Nah. Muscles are recovered within 48 hours. So you could simply do full body workouts every other day.

For beginners, who use limited sets/reps, it would be a good to start out doing a full body routine. They will likely not workout their muscles unilaterally as much (one armed) so they spend less time in the gym per session. To garuantee optimal gains, they would do a full body workout every other day, ensuring that they workout every muscle as often as possible per week, while also ensuring they're all recovered. Basically, optimizing both frequency and recovery.

If your workouts start to become so long that you're overly physically and mentally fatigued where the quality of your work-out suffers, start doing splits. Perhaps a two way split (upper/lower body, or push/pull). A 3 way split, repeated once every week (working out 6 days per week), would be the next step.

However, there is also nothing wrong with increasing work capacity by increasing how much time you can spend in the gym per session.



Stelliferous said:


> It's probably a good idea to also work out in a different way that combines your muscles in your body totally. Example, 8 weeks of the training you described, followed by 4 weeks of yoga, endurance, full body interactive exercises like burpees. And of course change the ratio dependent on how much mass you need to work on and how much real fitness you need to work on. That way you can be healthy AND big.

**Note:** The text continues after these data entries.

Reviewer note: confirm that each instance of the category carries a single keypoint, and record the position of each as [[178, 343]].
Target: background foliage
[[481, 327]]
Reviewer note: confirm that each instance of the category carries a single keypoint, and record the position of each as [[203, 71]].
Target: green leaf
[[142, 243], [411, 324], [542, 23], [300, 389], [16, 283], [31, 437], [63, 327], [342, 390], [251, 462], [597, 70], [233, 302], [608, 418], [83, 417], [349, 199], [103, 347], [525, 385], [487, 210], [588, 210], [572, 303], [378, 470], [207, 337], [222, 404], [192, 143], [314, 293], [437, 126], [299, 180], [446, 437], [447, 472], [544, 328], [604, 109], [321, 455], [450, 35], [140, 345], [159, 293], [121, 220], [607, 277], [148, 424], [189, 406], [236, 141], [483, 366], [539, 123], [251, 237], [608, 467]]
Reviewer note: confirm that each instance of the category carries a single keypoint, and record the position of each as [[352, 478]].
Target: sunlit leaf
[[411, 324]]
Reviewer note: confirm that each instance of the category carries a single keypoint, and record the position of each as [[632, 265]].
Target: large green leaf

No, not at all. This 'shocking your muscles' theory that states you have to mix things up is an outdated myth, unspported by science.

The only way to properly shock your muscles is through progressive overload. Which can mean more than just adding reps/sets/weights, but also by shortening your rest period or performing the exercise with better technique. Porgressive overload is basically a fancy term for 'improvement'.

Your pistol squat will suffer from the 4 weeks of not doing it. A better idea is to do cardio and mobility work as part of your weekly routine just like your resistance routine is. For example, someone could do a calisthenics routine every other day, do cardio (cardio can also just mean doing a fun team sport or rollerblading) on 2 rest days and always cool down by stretching the worked body parts.


----------